Yes. I think that's an interesting question because I mean, at the end of the day, what you're asking is, are you confident that you have to pay, which is of course, a [ public story ]. Are we confident that we will have to pay the full amount of the second tranche? Well, it does depend again on how the year develops from an execution perspective. I'm very confident that TRIOPTICS will be well within their plans when it comes to order intake. My confidence that they will be well within their business plans when it comes to sales and thus profit, we'll have to see how the situation develops. We have to see how the COVID restrictions, how long they carry over. I think that's the biggest issue there. And that translates into whether or not we are going to have to pay because the -- yes, the agreements are such that we have to pay if certain sales and profits targets are achieved within 2021. And I'll just leave it there, I suppose.

P
Peter Rothenaicher
Analyst

So say it on -- other way around. If some execution of sales and earnings swaps into 2022, it would not be that bad for you.

S
Stefan Traeger
Chairman of the Executive Board, President & CEO

Well, look, I mean, we want to fill -- we want to help the customer. That's the first and most important thing, right? The customer needs the product.

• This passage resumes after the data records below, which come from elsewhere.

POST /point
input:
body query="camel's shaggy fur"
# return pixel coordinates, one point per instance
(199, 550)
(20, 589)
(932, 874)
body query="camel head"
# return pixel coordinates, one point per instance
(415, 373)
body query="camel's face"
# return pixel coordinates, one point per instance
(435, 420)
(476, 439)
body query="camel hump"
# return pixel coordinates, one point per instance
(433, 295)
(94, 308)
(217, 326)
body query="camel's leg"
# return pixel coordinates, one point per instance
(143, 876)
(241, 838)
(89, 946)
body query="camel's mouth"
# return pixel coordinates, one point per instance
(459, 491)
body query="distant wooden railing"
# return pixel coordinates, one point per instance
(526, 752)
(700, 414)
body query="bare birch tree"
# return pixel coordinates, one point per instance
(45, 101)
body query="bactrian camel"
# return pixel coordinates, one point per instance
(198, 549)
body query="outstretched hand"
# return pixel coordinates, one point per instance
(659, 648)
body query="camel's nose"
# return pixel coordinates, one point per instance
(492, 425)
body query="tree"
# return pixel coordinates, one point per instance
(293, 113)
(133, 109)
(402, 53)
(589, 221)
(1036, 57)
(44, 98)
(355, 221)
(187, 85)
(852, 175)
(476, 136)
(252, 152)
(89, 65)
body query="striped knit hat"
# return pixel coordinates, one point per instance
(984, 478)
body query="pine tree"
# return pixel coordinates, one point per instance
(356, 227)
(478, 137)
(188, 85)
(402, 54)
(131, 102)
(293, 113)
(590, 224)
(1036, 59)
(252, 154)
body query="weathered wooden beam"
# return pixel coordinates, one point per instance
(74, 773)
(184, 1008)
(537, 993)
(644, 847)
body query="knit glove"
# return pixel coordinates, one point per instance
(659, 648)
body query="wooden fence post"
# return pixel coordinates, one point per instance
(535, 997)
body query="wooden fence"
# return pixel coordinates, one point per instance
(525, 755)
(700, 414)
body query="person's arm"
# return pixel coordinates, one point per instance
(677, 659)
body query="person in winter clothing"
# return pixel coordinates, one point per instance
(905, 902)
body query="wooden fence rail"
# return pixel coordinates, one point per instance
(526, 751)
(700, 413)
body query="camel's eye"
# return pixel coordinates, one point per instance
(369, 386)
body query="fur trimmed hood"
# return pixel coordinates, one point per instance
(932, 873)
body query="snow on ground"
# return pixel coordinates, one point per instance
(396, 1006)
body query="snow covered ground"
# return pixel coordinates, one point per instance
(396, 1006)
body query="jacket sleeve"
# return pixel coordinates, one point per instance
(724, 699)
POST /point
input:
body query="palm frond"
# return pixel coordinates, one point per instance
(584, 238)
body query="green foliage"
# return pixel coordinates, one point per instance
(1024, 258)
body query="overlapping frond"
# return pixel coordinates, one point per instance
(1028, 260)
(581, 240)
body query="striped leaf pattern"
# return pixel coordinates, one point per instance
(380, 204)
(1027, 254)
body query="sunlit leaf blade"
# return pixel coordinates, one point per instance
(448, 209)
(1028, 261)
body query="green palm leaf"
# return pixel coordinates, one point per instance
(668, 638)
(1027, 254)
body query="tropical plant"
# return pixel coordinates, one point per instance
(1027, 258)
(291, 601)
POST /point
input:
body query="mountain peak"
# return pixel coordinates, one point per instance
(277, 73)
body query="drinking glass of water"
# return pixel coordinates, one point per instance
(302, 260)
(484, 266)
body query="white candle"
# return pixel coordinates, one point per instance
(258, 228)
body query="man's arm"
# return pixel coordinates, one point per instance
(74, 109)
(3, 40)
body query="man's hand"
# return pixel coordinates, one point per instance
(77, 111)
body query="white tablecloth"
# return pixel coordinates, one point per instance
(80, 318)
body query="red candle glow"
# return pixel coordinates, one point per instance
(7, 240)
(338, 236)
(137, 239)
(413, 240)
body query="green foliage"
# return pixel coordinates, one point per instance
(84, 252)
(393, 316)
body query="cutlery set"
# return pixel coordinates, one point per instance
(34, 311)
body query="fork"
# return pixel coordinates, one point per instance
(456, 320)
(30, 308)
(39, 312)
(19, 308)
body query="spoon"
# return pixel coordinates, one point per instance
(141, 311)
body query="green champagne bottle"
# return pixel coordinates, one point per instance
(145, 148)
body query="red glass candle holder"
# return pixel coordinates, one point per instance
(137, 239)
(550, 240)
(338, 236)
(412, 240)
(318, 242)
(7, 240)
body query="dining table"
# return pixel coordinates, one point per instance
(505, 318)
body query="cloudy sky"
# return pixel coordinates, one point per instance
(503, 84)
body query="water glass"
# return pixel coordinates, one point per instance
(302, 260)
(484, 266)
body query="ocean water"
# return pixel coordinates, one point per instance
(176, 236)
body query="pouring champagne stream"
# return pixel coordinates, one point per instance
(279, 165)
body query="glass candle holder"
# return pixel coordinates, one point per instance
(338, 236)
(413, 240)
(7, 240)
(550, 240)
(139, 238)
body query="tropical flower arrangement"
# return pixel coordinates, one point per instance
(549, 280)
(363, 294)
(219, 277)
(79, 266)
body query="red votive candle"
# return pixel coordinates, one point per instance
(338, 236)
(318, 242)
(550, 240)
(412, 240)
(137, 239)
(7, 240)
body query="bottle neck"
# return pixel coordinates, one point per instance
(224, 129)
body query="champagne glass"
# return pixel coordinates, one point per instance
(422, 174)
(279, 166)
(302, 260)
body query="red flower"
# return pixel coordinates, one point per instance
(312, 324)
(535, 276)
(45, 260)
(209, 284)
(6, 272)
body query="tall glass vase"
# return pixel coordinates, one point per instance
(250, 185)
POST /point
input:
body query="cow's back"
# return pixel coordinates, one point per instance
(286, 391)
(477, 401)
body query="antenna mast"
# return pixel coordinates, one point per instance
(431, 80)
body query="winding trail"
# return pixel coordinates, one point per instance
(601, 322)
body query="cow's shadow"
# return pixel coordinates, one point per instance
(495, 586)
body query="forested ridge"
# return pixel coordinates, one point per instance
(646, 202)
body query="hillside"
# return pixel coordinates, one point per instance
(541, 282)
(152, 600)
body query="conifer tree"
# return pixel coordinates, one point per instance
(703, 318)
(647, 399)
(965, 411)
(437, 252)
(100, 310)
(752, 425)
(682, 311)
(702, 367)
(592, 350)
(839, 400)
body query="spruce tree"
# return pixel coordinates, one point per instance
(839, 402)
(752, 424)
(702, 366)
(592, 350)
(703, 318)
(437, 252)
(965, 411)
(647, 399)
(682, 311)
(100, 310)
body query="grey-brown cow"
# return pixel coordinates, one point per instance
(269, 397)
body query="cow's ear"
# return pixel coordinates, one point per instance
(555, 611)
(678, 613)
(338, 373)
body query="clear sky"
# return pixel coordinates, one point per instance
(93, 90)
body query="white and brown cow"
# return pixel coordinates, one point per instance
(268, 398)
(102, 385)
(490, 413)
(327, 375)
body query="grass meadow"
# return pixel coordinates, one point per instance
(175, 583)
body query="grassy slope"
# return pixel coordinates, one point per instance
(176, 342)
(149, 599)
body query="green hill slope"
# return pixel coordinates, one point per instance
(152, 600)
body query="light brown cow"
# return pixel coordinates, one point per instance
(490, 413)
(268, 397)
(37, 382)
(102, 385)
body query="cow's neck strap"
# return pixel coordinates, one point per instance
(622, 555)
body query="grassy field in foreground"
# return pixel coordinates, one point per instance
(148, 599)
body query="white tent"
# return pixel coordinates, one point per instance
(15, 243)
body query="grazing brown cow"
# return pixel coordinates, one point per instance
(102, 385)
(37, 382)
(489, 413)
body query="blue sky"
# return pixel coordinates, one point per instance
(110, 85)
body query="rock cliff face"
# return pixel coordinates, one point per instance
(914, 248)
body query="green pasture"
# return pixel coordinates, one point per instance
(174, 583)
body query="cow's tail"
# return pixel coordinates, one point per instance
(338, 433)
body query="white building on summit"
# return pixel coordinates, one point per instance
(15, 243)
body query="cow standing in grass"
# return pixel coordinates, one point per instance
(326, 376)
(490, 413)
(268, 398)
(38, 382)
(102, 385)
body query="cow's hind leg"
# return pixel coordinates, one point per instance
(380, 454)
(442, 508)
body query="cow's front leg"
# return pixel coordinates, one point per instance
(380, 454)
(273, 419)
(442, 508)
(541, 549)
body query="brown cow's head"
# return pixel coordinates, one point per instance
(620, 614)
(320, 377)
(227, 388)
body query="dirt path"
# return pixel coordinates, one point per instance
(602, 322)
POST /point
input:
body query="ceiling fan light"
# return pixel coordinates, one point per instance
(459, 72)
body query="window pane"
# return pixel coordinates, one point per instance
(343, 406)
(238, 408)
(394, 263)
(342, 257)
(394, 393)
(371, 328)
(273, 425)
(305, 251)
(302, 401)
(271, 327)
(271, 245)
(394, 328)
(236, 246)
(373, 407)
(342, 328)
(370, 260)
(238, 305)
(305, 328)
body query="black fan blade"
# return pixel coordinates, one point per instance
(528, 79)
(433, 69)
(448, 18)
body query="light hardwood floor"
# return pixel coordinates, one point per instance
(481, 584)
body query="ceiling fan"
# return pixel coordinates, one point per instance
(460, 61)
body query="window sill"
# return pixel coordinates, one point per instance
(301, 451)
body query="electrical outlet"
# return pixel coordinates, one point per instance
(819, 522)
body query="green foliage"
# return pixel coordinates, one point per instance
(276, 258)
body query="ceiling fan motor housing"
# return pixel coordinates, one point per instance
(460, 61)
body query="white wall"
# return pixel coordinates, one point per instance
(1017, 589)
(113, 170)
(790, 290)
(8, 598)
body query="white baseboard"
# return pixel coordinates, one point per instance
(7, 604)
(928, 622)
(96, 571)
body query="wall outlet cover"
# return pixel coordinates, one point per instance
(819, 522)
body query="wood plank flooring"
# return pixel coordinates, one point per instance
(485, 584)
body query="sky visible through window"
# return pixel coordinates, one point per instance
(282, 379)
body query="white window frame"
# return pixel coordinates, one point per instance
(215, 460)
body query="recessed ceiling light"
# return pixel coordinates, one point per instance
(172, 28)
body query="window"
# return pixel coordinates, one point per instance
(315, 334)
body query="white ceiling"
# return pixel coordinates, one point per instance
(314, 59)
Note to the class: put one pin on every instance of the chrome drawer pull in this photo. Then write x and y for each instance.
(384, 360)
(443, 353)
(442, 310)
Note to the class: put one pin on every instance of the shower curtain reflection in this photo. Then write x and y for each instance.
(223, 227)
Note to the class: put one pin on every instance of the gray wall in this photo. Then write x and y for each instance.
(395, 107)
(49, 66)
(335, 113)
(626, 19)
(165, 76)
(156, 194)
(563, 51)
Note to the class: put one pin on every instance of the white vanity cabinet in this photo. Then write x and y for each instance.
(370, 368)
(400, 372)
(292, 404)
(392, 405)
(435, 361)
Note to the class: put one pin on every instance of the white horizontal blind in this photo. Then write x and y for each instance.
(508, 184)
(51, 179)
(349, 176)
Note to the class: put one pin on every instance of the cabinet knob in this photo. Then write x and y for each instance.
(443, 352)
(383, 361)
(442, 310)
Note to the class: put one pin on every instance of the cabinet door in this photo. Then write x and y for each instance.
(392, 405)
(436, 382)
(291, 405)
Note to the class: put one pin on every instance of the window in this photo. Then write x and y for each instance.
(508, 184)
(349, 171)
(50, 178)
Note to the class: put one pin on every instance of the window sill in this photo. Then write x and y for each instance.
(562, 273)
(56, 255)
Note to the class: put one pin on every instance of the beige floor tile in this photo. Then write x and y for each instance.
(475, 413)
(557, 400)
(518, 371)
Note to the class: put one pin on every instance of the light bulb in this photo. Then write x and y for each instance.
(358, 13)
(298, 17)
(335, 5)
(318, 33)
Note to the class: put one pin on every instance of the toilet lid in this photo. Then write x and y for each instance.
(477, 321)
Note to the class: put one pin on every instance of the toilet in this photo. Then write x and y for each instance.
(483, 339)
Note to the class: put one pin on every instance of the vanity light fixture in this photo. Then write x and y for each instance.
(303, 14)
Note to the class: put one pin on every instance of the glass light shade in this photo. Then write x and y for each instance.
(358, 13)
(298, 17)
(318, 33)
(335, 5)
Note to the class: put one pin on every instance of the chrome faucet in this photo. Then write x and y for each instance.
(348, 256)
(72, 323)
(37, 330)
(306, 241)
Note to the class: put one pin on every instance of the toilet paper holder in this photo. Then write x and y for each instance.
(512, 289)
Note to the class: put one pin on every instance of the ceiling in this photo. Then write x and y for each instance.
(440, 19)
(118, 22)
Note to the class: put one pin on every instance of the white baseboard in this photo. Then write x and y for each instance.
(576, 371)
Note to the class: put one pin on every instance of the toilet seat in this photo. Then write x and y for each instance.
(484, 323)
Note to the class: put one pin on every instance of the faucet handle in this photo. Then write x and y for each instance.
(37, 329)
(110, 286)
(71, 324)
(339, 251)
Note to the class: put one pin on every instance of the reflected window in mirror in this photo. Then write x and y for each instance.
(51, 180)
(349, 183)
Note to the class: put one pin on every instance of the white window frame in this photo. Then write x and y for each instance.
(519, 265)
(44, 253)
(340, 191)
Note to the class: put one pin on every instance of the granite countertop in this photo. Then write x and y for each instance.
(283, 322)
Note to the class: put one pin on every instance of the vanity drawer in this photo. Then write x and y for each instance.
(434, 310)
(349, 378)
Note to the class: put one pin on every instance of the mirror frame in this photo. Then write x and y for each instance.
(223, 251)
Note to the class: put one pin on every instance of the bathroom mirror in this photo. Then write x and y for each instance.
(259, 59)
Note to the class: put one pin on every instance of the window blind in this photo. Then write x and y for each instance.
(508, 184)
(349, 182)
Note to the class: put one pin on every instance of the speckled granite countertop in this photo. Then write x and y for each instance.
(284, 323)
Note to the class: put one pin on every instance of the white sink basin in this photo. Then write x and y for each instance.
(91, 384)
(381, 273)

And therefore, we want to serve our customers and we want to -- and we're very determined to help the group TRIOPTICS to achieve its target. Because, I mean, we didn't acquire the company to speculate on what they can or cannot achieve. We would be more than happy to fully pay all the funds to the owners -- previous owners which are still in the business and are working very hard to make it happen. But you are right, if for whatever reason, some sort of sales rolls into 2022, then there is less payable from our perspective. But again, let me say that one more time. It would be unfair. We're not that's not what we're doing. We're really determined to help them as much as we possibly can, including even bringing Jenoptik engineers, service people, whenever possible to support in particular in Asia, where we have our own organization. TRIOPTICS has a strong presence in Asia. Don't get me wrong. We always said they have a very strong presence in Asia, but the sales are actually in Asia. So we help as much as we possibly can, not holding back. We pull out all the stuff we can. But yes, should there be limitations, and should there be sales, revenue recognition flowing into, spilling over into 2022, we have less to pay based on the SPA.

P
Peter Rothenaicher
Analyst

Okay. But anyhow, if I understand it correctly, TRIOPTICS has no structural problems. It's currently a situation with COVID more or less?

S
Stefan Traeger
Chairman of the Executive Board, President & CEO

Correct.

Operator

Thank you for your questions. We have no further ones. So let me hand back over to Leslie Iltgen for some closing remarks. Please go ahead.

L
Leslie Iltgen

Well, thank you, everybody, for joining the call today. Should there be any follow-up questions after this call, then don't hesitate to contact us at the Investor Relations department. We'll be happy to answer any questions you may still have. Other than that, I wish you a good remainder of the day and a successful remainder of the week. Cheers, and goodbye.

H
Hans-Dieter Schumacher

Goodbye.

S
Stefan Traeger
Chairman of the Executive Board, President & CEO

Thanks.

Operator

The conferences is no longer being recorded.